Keeping that in mind, let’s look at Dave’s list; I think the core element is Communities. Without a community, our online spaces are devoid of anything unique. But, as Dave mentions a community is nothing by itself because there are plenty of free alternatives out there. However, I think this is perhaps the most important element because our creations might as well be single-user experiences if we don’t have some sort of community. Note that there are different levels of community as well. Most games allow easy communication between people, but some games like ToonTown or Planetside encourage communication primarily through pre-recorded macros due to protecting other players or due to the fast-paced nature of the game. But, even these games have a sense of community as you interact with other people.
The other elements in this list really just support the entertainment aspect, which as a whole are just about as important as the community. These things can be Games or Worlds (or even a bit of both), but these establish the setting of the space and give it more depth than some random, free social site. Escapism is a classic motivation for seeking out entertainment, and as I pointed out escapism is one of the core things most current games supply. Stories help give context to a game, treadmills are how we provide cheap content to people in a game, and puzzles are one aspect of gaming; and, again, gaming is one form of entertainment. Conflict is the basis of nearly all good stories if you believe the writers, so this makes sense that it would be an important part of entertainment. And, “time fillers” is about an accurate description of entertainment as any.
Okay, great, but how does this help us make better entertainment? Well, I agree with Dave’s basic argument: that these things are complex because they have a lot of “moving parts”, so to speak, and it’s hard for some developers to wrap their head around all aspects of this. In addition, the focus of virtual worlds changes as they get older. At the beginning, it’s important to focus on the non-social aspects as people move into the space and establish themselves. It’s hard to push a community that hasn’t formed yet. As the virtual world becomes more established, then community starts becoming more and more important. “Come for the game, stay for the community,” is how most developers phrase this. Of course, you can’t forget the game aspect as it gets older, because you still need a hook to bring fresh faces in and keep the community going.
I think the other important lesson here is that everyone has a different concept of what these things are. Hell, you can look at the wealth of terminology (most of which I’ve used in this post, if you’ve been paying attention) just to see the differences: online RPGs, virtual worlds, online worlds, online games, massively multiplayer online [whatever] (MMO), social spaces, time fillers, etc. It’s the old cliche, “Ask 10 people what they get from online worlds, and you’ll get at least 12 different answers.” Unfortunately, just recognizing this doesn’t help much, because now we have to figure out a way to cater to all these tastes. Do you try to make a monolithic game and cater to a single, wide audience? Do you make niche titles and cater to smaller groups? Do you throw up your hands in defeat? Tough questions.

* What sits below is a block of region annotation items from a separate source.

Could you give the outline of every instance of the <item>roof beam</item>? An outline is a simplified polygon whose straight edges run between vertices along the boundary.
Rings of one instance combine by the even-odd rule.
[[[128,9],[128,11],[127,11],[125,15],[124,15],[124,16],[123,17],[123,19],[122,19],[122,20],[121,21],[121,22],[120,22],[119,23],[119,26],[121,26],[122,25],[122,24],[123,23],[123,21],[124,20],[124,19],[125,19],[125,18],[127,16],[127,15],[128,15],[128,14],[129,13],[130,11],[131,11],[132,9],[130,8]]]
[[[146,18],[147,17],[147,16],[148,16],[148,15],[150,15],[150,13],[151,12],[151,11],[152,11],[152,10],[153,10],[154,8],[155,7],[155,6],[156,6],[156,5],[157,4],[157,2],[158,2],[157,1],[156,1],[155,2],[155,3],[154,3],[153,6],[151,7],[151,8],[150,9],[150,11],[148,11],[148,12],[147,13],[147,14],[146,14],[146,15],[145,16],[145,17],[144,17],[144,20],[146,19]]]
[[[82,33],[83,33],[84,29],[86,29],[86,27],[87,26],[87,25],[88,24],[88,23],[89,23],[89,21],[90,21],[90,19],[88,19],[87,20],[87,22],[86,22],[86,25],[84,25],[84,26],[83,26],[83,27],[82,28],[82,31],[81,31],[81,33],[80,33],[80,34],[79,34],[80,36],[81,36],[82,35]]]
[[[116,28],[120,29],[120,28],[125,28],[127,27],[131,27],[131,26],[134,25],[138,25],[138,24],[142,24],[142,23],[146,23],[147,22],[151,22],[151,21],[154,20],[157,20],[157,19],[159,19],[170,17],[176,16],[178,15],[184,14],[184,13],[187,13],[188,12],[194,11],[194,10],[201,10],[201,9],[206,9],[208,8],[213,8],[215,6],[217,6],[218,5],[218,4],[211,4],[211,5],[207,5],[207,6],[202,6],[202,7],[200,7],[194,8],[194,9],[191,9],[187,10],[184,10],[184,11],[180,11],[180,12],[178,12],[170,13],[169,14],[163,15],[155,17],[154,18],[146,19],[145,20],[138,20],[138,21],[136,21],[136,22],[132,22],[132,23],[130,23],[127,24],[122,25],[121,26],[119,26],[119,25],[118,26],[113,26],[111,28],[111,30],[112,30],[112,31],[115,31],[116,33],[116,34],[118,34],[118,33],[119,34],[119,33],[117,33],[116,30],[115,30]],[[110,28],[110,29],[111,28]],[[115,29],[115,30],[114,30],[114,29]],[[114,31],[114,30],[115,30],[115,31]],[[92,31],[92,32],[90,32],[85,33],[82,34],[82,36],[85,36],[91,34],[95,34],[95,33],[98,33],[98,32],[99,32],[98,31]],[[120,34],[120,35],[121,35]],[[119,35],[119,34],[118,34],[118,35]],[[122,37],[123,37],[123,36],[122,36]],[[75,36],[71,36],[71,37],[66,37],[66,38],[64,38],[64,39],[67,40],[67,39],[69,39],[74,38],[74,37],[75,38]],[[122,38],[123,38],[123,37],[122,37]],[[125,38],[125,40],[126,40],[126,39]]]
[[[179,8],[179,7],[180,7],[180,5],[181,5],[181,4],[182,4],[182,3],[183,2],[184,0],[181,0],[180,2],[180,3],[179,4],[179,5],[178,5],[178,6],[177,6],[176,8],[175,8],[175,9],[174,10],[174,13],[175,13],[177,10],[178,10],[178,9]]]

In the end, I’m going to disagree with Dave. I think we have a pretty good grasp on what these things are in their current form. I think the difficulty comes in trying to balance the hundreds of different aspects to make them appeal to people, and from doing the careful dance of adapting to the demands of the future. Although, I think it’s important for smart people like Dave to go back and start questioning assumptions every once in a while to make sure we’re on the right track.